Monday, December 5, 2011

Humpty Dumpty

"Humpty Dumpty sat on a wall. Humpty Dumpty had a great fall. All the king's horses and all the king's men couldn't put Humpty Dumpty back together again."

I have been told that there is nothing broken that can't be fixed. I am not sold on that idea just yet. My mind feels like a broken egg so much of the time that I am not sure if I will ever feel whole and real again instead of like its oozing all over with sharp shards hiding in it.

Why does the sound of a slamming door scare the crap outta me? What makes me feel like there are very few places to turn? Why is nothing and no one in this world safe? Inadequate, unloved, unlovable, stupid, crazy, wrong, ridiculous, dramatic, disappointment...these words pierce my brain like arrows and lodge there. Toxic tips wearing down my sanity one millimeter at a time.
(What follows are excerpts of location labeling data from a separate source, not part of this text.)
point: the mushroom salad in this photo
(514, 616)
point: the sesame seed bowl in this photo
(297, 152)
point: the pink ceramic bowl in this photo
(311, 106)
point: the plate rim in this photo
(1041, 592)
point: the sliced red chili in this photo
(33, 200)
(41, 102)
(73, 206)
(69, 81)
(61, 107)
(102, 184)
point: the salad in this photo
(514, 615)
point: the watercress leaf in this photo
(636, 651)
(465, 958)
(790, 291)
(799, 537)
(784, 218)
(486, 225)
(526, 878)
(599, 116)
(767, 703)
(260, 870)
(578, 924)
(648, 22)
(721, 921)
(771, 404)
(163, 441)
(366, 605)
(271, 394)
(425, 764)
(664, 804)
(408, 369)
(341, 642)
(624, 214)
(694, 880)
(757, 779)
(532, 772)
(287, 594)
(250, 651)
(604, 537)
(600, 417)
Do you know how hard it is to get poison arrows out of your brain? It takes a team of highly skilled professionals and a vat of medication. And what feels like entirely too much scary, dangerous, hurtful work. It is overwhelming feeling things that have been lodged in there for 25 years. Unfortunately for me, all of my normal coping mechanisms aren't working anymore. And short of becoming a drug addict I am out of options for dealing with my garbage.

So, I may be unable to make my egg of a brain whole again. Or at least back to its original form. I guess I will just run it through a strainer to get all the crap out and make myself an omelet. No one really likes raw eggs anyway. Except maybe Rocky Balboa.